Le Corbeau a pour exploit d'avoir laissé son nom au fauteur de trouble "anonymographe" qu'il dépeint. S'inspirant d'une histoire vraie survenue à Tulle où avait sévi un rédacteur de lettres dénonciatrices signées L'oeil du tigre, allant jusqu'à en reprendre certaines méthodes d'enquête d'allure loufoque (obliger des gens à écrire des dictées durant des heures pour analyser leur écriture), le film de Clouzot est une très belle découverte, dont la réalisation est étonnamment moderne, tout comme son propos.
L'intention est bien de mettre en lumière les squelettes que tout à chacun cache dans son placard et de fissurer ainsi le vernis de bienséance et de probité sociale des soi-disant honnêtes gens. Si le contexte historique de l'occupation est à prendre en considération, en cette belle période de délation généralisée, le thème demeure finalement universel et intemporel.
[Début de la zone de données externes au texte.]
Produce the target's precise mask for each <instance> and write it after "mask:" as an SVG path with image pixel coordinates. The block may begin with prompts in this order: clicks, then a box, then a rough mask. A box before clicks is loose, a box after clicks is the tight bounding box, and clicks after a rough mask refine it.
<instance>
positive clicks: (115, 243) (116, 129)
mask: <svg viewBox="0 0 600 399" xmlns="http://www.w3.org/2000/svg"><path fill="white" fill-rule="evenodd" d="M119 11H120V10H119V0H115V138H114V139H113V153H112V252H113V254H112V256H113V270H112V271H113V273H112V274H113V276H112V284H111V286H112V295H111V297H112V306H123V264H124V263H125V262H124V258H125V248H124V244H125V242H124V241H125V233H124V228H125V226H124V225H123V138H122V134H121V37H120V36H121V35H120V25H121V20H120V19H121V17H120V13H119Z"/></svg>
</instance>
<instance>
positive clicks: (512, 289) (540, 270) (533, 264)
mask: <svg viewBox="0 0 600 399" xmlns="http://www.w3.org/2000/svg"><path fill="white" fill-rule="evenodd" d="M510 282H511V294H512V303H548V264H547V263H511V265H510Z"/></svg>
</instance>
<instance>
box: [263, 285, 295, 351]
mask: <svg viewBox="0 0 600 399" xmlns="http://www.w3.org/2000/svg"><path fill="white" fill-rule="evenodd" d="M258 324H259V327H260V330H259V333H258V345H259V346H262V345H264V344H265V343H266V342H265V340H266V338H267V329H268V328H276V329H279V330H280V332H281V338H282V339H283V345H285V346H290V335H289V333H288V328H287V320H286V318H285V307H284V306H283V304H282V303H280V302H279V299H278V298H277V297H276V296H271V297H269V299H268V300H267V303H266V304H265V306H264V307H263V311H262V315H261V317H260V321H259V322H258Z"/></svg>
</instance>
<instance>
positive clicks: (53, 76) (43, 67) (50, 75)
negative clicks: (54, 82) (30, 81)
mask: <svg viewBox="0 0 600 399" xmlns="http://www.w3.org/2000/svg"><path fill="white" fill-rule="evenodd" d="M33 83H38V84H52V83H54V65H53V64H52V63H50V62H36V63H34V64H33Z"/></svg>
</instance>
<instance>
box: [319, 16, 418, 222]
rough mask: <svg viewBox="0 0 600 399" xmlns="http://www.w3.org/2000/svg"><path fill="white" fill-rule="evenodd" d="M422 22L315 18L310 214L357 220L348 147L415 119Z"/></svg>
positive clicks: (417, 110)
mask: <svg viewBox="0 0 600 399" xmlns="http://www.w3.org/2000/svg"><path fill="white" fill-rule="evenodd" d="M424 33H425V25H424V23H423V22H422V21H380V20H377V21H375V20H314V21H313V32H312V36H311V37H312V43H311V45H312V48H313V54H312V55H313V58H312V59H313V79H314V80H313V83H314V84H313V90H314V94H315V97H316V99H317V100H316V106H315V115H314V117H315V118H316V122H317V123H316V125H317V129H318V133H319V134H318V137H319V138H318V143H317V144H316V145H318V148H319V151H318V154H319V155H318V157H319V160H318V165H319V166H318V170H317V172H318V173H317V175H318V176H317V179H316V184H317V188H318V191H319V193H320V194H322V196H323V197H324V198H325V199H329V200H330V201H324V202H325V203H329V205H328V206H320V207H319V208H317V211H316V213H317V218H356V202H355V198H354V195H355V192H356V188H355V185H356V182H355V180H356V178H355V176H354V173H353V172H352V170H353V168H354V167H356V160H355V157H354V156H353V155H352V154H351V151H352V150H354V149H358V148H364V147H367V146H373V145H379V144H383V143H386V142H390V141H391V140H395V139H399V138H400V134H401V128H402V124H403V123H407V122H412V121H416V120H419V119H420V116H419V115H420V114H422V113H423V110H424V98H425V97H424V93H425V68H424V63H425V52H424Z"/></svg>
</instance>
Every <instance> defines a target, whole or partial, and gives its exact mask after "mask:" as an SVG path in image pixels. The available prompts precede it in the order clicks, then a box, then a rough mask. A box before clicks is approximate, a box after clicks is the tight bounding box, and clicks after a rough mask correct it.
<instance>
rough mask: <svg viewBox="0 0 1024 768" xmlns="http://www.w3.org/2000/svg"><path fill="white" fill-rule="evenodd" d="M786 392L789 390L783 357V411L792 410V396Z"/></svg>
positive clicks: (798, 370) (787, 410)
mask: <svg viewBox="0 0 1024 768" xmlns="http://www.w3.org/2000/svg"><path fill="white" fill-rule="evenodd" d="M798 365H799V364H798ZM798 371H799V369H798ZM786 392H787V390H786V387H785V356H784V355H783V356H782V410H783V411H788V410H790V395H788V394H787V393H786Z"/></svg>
J'aime beaucoup comment Clouzot traite de manière naturelle des sujets comme la liberté sexuelle féminine, la toxicomanie ou l'aliénation mentale, surtout avec ce splendide personnage de psychiatre aussi cynique que sage, voire goguenard, qui passe son temps à moquer les postures et à effriter les certitudes sur la rectitude morale des bons villageois, sans pour autant s'en montrer jugeant.
Pierre Fresnay a la classe, la photographie est jolie, les idées de mise en scènes sont chouettes, bref les qualités sont multiples. On pourra trouver la fin un peu conventionnelle, le film titillant l'idée de la contagion sans aller jusqu'au bout. Assurément un classique à revoir.